Baseload Renewables: The Significance of Lakeland Solar & Storage for Miners
Energy reliability is a major concern for grid-connected mines in Australia with supply constraints and power disruptions hampering production and expansion plans. In this context, the Lakeland Solar & Storage Project, currently under construction in northern Queensland, is particularly relevant for miners as it will demonstrate the power reliability benefits of large-scale solar PV and storage.
David McCallum, Managing Director at Conergy Australia, is leading the development of this groundbreaking project which combines a 10.8 MW (AC) solar PV plant with 1.4 MW / 5.3 MWh of lithium-ion battery storage to provide renewable power to the town of Lakeland and surrounding areas through the grid. “This project will demonstrate the enormous potential of renewables generation during the day and storage for evening power use, hence why we have a lot of mining firms watching closely,” he comments.
In this Q&A interview, McCallum offers an update on this innovative project which is being supported by the Australian Renewable Energy Agency (ARENA) and counts BHP Billiton as one of its Knowledge Sharing Partners.
Energy and Mines: Can you give us an update on the project?
David McCallum: We have passed the halfway mark on construction with the land cleared and the mounting structures installed. The solar modules are on their way right up to Cairns at the top end of Australia and all the major works in terms of the connection with the local distribution substation are complete.
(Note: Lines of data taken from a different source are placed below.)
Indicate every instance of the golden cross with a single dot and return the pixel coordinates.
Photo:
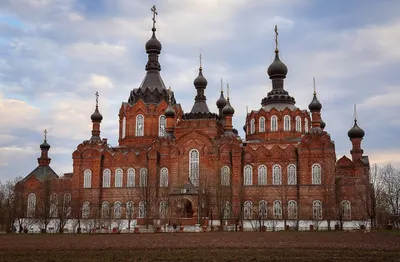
(276, 38)
(169, 94)
(355, 113)
(97, 98)
(201, 58)
(315, 89)
(154, 10)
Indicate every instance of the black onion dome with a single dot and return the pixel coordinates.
(315, 104)
(96, 116)
(44, 145)
(277, 69)
(221, 102)
(356, 131)
(153, 45)
(169, 112)
(200, 80)
(322, 124)
(228, 109)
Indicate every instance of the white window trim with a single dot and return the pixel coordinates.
(194, 167)
(119, 177)
(274, 123)
(139, 129)
(261, 124)
(262, 176)
(286, 123)
(248, 176)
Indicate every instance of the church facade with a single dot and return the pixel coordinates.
(188, 168)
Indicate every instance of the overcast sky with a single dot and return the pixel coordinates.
(55, 54)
The battery storage is in the testing phase and will arrive in April which is what we are targeting for a COD date.
EM: What are the main drivers for this project?
DM: The site sits on the national electricity highway known as the National Electricity Market (NEM) in Australia. Its located at the second to last substation on the national grid right at the top with the closest power station 1500 KM away.
The purpose of the project is to test solar’s capacity to provide stable grid power that far north from any power station. The addition of storage will demonstrate how renewables can provide baseload power which is, of course, the holy grail for renewables.
We will also test the frequency control ancillary services (FCAS) of solar and storage to ensure power quality. The project will also be the first to test the concept of ‘islanding’ which will allow us to switch the town off from the grid and deliver its power requirement from stored energy from the battery.
This project will prove the reliability of renewables generation during the day and storage for evening use, hence why we have a lot of mining firms watching closely. We want to test all the operational modes of the battery and the islanding mode is very important from a mining aspect because it will prove energy storage and solar can provide quality power for mines.
EM: BHP Billiton is part of the “Knowledge Sharing Steering Committee” for the project. Can you tell us about the global mining leader’s interest in Lakeland?
DM: BHP Billiton is an important part of the Knowledge Sharing Program attached to the project. From a commercial aspect, the benefit for BHP is to learn first-hand about the engineering aspects of the project. They are the exclusive mining partner. We have had a lot of interest from other miners in knowledge sharing.
EM: How does this type of fringe-of-grid project inform energy strategies for mines?
DM: The primary design of the solar array and battery application was for off-grid, diesel displacement but that is not all it is capable of. It can also ensure power stability from the grid. A lot of renewables are being fed into the grid in Australia and this can cause voltage and regulation issues so storage has become a key factor in our market to allow renewables to provide baseload power.
Assisting miners to move from their traditional power sources is a goal not only for Conergy, but for the renewables industry. This project will prove the theory that solar and storage can be a secure power source for miners.